Because the website mirrored Tate’s design and language in 2000, today it is almost entirely disconnected from its historical meaning and intention. The nuances, Harwood’s ‘twist of the words’, are more difficult to spot without direct comparison, and there is no longer the risk or reward of public reaction. For Harwood, the sense of play and critical thinking that was possible using the internet in 2000 is an important historic example for institutions: ‘I think there was a certain kind of freeness at that moment that’s well worth recording – seeing that it didn’t actually cause huge problems’.42 It was, as he describes a ‘kind of bold experiment on all sides’, a process-based practice that is not perhaps well suited to traditional conservation within a static collection. For Harwood, Uncomfortable Proximity was focused on ‘critically engaging with the living’. ‘Whether we’re forgotten’, he reflects’, ‘it doesn’t really matter. It’s about a living culture rather than a dead one’.
Conclusion
Looking back at Uncomfortable Proximity today highlights the importance of access in relation to net art in the museum. In making the work, Harwood depended on access to the galleries to photograph artworks (which had not at that point been digitised); access to the National Programmes director, Sandy Nairne, to discuss and co-author the texts on the website; and access to the space. He also needed access to a certain authority, that which allowed him to tell a different story of the privileged institution, its history and collection.

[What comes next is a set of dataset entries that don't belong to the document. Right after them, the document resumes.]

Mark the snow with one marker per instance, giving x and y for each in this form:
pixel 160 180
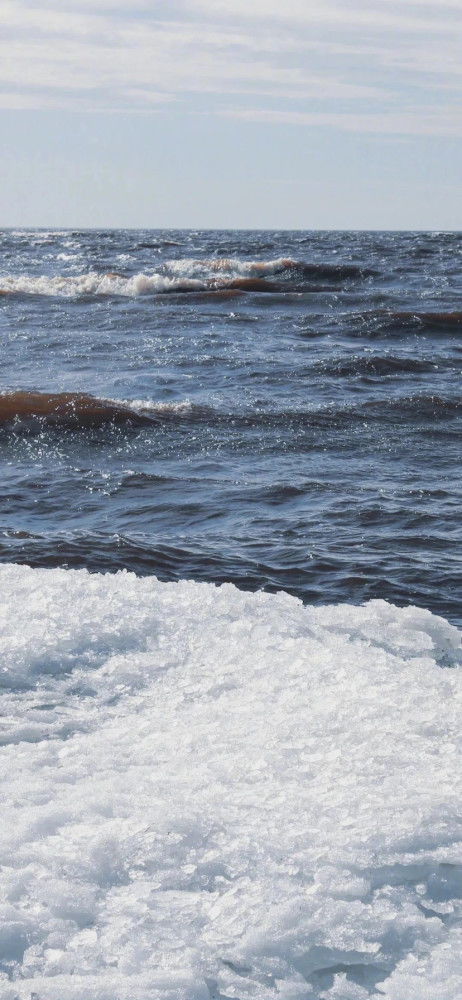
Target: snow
pixel 214 794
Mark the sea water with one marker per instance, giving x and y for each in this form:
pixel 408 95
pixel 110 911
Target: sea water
pixel 230 672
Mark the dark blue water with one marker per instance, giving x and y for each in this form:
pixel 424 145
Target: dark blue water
pixel 307 437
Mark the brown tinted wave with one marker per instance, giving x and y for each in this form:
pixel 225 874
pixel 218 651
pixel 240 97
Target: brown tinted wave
pixel 68 409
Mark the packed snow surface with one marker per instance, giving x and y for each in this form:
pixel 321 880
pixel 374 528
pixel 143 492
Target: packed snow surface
pixel 214 794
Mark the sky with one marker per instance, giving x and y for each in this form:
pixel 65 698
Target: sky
pixel 286 114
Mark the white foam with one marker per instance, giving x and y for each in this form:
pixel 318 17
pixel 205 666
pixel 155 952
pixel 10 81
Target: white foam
pixel 181 275
pixel 209 793
pixel 95 284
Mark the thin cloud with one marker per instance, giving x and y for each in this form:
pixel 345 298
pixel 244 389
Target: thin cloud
pixel 354 68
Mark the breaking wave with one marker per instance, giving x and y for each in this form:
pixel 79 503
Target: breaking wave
pixel 211 793
pixel 78 409
pixel 186 275
pixel 74 410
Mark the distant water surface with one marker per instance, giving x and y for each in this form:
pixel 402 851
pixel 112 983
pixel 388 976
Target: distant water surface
pixel 276 409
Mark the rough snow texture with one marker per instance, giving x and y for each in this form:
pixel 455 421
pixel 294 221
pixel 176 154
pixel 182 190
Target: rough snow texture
pixel 212 794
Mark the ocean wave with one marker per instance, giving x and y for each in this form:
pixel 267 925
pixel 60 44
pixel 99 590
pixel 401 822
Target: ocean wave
pixel 185 275
pixel 79 409
pixel 210 792
pixel 24 409
pixel 396 322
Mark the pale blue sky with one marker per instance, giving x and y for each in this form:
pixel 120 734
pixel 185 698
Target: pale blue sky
pixel 295 114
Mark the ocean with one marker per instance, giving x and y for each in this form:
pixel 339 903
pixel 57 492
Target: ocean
pixel 230 542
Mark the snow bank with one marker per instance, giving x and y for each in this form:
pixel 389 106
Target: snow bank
pixel 212 794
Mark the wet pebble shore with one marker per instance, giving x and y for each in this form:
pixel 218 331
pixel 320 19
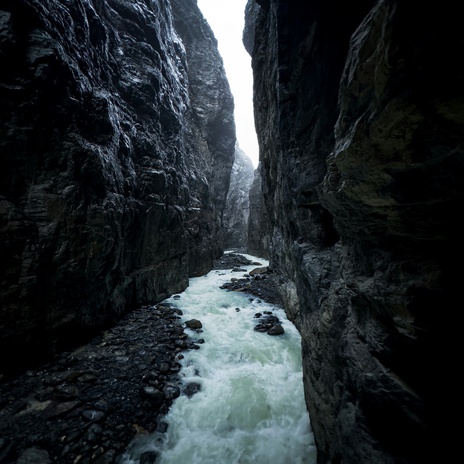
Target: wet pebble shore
pixel 87 405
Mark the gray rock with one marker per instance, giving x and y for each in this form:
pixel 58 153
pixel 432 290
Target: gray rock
pixel 34 456
pixel 360 127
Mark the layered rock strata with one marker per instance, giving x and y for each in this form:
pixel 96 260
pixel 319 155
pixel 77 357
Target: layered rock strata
pixel 116 142
pixel 360 121
pixel 237 211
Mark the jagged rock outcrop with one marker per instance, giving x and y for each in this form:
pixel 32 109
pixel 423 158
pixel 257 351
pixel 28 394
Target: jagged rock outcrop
pixel 258 237
pixel 116 144
pixel 359 115
pixel 237 208
pixel 209 135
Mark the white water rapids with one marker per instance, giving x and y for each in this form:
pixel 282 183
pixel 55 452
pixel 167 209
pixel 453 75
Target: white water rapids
pixel 250 408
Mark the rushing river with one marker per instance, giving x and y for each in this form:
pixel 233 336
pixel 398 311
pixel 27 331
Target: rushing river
pixel 250 409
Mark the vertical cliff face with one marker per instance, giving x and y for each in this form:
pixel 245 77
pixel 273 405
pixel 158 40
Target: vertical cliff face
pixel 359 113
pixel 209 134
pixel 258 236
pixel 115 158
pixel 236 213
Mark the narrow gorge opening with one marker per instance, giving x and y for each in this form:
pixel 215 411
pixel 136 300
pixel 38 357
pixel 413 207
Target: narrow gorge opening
pixel 227 21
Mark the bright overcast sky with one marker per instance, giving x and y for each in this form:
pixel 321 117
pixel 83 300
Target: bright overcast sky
pixel 226 18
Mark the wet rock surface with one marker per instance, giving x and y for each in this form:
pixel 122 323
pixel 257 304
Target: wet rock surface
pixel 261 282
pixel 88 404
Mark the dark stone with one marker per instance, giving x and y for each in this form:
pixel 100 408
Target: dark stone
pixel 359 117
pixel 117 142
pixel 238 202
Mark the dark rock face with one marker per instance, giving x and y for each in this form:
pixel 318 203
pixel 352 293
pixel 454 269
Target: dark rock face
pixel 237 208
pixel 258 237
pixel 359 114
pixel 113 177
pixel 209 135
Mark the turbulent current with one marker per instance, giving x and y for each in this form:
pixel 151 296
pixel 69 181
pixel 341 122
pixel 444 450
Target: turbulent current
pixel 250 407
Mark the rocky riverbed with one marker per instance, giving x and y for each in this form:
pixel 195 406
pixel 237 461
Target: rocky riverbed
pixel 87 405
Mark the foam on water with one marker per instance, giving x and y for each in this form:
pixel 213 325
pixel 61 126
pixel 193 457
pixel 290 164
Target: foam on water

For an online viewer in 2000, access to net art was often a challenge. Artworks were difficult to find for those outside net art circles, and there were a host of technical barriers. In 2000 local telephone calls in the UK were charged by the minute (although sometimes free in evenings and on weekends). Many accessed the web by connecting via modem to a landline and dialling in, which could be slow and expensive. It was only in 2000 that the first commercial broadband service was offered in the UK, and most home computer users did not take it up until the mid-2000s.43
Tate’s decision to commission a series of net art pieces signalled the museum’s desire to illuminate a path into the web to help people find art there. It is significant, therefore, that Uncomfortable Proximity may have been a visitor’s first experience of Tate’s website. The commissioning curator, Matthew Gansallo, Tate’s marketing team and representatives from BT (who sponsored Tate’s website) held discussions about whether encountering a pop-up window with apparent ‘disinformation’ would dissuade visitors from returning to Tate’s website.44 Conversations about the technical accessibility of websites to users – such as for blind and partially sighted people; or for the many without access to a personal computer, internet connection and broadband subscription – were addressed with less urgency.
Uncomfortable Proximity mimics and spoofs the museum’s institutional webspace, drawing attention to Tate’s hype-driven language around new and seemingly accessible digital spaces. With its now degraded technical functioning, the work itself serves as a cracked portrait of the Tate at a particular moment in its recent history. Accessing historic net art is now reliant on the preservation efforts of conservators in time-based media and software, who can dig beneath the sleek foundations of the institution’s web presence to find the remains of the works that used to live there.